A regime’s credibility should be measured through, among other things, the kind of justice it metes out to its citizens. The case of Mrs. Victoire Ingabire, President of the Unified Democratic Forces party (FDU-Inkingi), highlights beyond all doubt the absence of equitable justice under the Kigali regime which we have tirelessly denounced in its 18 years of existence. Eight years in prison was the verdict rendered this October 30, 2012.Mrs. Ingabire was found guilty of genocide ideology and threatening state security.
We’d like to point out from the get-go that Mrs. Ingabire’s trial has been nothing short of a nightmarish procedure fraught with serious irregularities from beginning to end. First, she was handled ruthlessly by being denied due defense when her American attorney, Peter Erlinder, was arrested immediately after arriving in Kigali . He was then put in jail, subjected to blackmail, before being asked to leave the country in total shame three weeks later after being granted bail thanks to intense pressure from the international community, starting with the American government. The world was then stunned to witness theatrical interference in Mrs. Ingabire’s case by the highest executive authority, none other than President Paul Kagame himself, who went as far as stating publicly in the place of competent judicial authorities in charge of the matter, that he had irrefutable evidence of her culpability. Then came the mysterious disappearance of Mrs. Ingabire’s personal belongings, including her cell phone, followed by a series of other strange procedural irregularities worthy of a dictatorship. This was a case that, in a true democracy with an equitable and independent judicial system, would simply have been dismissed.

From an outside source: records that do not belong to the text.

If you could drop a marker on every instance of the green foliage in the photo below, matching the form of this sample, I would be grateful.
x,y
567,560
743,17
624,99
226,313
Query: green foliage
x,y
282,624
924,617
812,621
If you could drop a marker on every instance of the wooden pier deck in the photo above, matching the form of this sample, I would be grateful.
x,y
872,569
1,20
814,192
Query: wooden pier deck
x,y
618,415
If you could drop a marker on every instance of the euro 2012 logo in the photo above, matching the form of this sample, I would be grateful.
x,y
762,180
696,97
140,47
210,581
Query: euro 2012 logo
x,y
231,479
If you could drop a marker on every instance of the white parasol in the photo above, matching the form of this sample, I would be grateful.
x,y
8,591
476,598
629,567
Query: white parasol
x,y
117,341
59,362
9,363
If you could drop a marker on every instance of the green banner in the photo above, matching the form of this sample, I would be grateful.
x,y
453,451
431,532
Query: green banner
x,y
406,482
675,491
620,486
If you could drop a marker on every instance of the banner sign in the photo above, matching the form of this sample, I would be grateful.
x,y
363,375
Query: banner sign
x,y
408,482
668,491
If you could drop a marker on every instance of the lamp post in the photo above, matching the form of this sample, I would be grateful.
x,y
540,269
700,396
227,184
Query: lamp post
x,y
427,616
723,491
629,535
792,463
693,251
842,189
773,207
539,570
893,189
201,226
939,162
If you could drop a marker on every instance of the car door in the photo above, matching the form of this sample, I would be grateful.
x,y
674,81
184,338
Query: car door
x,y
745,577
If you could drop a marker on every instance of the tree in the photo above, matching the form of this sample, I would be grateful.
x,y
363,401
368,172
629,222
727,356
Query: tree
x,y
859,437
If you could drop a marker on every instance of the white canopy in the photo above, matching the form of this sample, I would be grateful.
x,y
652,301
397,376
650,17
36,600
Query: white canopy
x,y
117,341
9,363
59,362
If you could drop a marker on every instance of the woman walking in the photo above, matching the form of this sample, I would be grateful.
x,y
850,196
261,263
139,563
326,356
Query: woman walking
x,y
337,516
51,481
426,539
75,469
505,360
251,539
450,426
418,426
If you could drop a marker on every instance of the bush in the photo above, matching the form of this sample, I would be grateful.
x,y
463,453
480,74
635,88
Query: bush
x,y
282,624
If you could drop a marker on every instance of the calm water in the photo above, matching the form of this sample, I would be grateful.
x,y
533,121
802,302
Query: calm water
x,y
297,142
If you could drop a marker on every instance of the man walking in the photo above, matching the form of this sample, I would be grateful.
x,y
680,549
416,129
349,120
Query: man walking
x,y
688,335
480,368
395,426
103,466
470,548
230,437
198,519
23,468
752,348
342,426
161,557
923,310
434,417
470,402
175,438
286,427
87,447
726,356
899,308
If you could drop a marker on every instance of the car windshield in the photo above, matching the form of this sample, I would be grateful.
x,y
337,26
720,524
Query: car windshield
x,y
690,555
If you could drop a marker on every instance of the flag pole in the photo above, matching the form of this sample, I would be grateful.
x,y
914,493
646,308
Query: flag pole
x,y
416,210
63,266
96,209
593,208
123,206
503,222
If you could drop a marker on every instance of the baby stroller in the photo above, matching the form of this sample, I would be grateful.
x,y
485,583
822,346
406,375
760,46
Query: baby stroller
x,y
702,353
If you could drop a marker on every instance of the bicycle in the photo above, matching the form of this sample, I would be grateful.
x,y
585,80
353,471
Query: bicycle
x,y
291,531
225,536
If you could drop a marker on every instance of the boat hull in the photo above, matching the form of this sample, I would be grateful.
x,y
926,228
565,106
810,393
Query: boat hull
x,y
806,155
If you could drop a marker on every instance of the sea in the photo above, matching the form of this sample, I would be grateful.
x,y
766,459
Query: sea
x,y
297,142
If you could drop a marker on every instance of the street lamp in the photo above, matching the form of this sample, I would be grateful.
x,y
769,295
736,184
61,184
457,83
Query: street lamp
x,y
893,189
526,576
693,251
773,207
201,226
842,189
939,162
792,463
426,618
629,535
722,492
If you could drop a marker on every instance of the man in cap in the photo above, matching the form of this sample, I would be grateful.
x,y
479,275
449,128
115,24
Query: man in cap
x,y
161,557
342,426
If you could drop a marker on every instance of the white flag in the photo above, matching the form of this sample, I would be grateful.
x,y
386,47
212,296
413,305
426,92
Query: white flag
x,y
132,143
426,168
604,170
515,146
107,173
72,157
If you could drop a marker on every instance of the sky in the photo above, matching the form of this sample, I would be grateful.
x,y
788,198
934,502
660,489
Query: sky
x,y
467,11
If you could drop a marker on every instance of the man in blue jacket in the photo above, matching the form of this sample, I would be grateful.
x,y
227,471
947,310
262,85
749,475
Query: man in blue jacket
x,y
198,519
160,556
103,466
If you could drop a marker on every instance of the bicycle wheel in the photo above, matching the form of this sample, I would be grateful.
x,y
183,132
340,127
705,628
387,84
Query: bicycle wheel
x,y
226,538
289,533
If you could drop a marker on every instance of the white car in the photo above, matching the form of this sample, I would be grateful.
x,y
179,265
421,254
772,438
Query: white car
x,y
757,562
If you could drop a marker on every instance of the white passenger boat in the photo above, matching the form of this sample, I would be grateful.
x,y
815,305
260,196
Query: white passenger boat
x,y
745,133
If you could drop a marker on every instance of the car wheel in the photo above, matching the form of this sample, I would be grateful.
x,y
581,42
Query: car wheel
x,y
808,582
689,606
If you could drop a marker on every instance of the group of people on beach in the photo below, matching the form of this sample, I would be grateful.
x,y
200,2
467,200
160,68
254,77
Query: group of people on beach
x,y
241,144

In the end, Kagame’s Rwanda remains the one which Mrs. Susan Rice, the U.S. Ambassador to the U.N., had so accurately described during her visit in November 2011. She observed that “the political culture in Rwanda remains comparatively closed. Press restrictions persist. Civil society activists, journalists, and political opponents of the government often fear organizing peacefully and speaking out. Some have been harassed. Some have been intimidated by late-night callers. Some have simply disappeared.” There’s no doubt that Mrs. Ingabire’s only sin is that she is a political opponent who dared to run for the presidency.
Other opposition political leaders are rotting in jail in Rwanda . There is Déogratias Mushayidi, President of the PDP-Imanzi party, who was sentenced to life in prison by Rwanda ’s High Court on September 17, 2010. There is also Bernard Ntaganda, President of the PS-Imberakuri party, who was sentenced to 4 years in prison by the High Court on February 11, 2011. Then we have Dr. Théoneste Niyitegeka, whose audacity to run for president in 2003 earned him 15 years of jail time. There are many others yet.

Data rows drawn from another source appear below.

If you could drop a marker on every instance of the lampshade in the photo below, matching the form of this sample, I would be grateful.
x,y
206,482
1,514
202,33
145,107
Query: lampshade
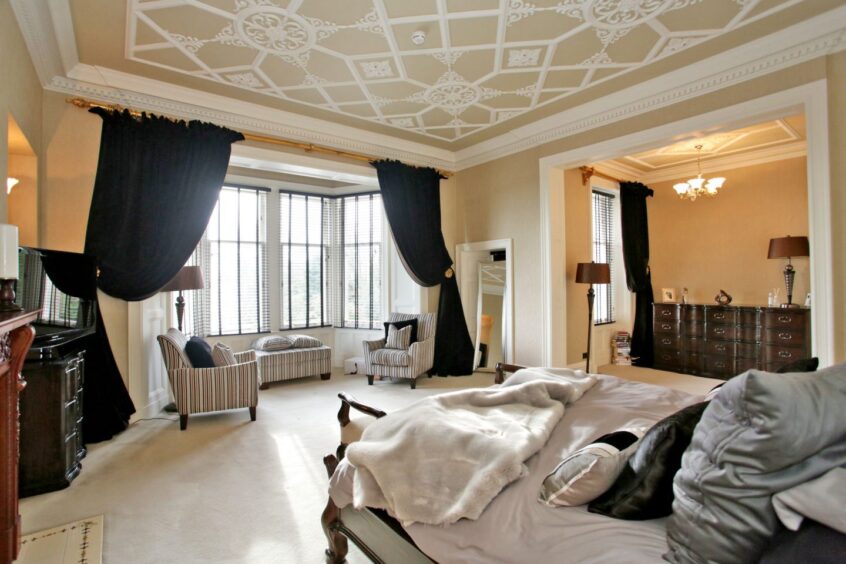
x,y
188,278
593,273
786,247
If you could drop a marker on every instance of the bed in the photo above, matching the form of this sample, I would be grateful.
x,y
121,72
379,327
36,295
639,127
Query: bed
x,y
514,527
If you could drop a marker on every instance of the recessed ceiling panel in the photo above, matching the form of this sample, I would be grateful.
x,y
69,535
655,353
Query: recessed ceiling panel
x,y
442,68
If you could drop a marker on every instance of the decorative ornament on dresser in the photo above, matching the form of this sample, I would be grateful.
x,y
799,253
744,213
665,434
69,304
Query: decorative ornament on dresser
x,y
8,267
788,247
723,298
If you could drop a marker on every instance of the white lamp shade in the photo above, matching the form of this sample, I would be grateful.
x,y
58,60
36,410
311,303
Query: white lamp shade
x,y
8,251
697,182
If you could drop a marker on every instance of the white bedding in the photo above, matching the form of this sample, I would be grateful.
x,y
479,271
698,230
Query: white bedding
x,y
515,527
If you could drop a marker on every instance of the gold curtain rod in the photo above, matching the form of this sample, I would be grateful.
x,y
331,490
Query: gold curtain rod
x,y
307,147
588,171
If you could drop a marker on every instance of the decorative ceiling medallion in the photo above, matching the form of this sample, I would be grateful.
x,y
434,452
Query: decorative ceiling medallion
x,y
523,57
364,68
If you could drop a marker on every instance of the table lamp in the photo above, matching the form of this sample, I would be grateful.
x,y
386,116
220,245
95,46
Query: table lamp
x,y
787,247
592,273
188,278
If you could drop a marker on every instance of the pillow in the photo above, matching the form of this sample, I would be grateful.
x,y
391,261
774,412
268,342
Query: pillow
x,y
304,342
223,355
764,433
588,473
400,324
801,365
398,338
272,343
644,489
199,353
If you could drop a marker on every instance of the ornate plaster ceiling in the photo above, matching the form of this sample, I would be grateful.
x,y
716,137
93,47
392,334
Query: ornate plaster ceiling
x,y
482,63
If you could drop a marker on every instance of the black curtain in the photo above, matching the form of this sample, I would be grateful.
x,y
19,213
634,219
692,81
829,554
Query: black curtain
x,y
636,258
156,187
107,405
412,200
157,184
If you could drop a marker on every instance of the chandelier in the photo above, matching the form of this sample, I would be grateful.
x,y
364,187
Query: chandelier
x,y
698,186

Despite being jailed by a hardened dictator, Mrs. Ingabire’s fight has not been in vain. Her fight has helped to prove to the world that there is neither democracy nor equitable and independent justice in Rwanda . It has also helped to debunk the myth that President Kagame is the world’s model for promoting gender and women’s rights. He will now be known as the African dictator who is serially imprisoning female politicians and female journalists as well, such as Ms. Agnes Uwimana Nkusi, Director of “Umurabyo” newspaper and her collaborator Ms. Saidati Mukakibibi.
The PDR-Ihumure party urgently calls upon the international community to demand the immediate and unconditional release by the Rwandan regime of Mrs. Victoire Ingabire and all other political prisoners languishing in Rwandan jails, particularly Deo Mushayidi, Bernard Ntaganda, Théoneste Niyitegeka, Agnes Uwimana Nkusi, and Saidati Mukakibibi.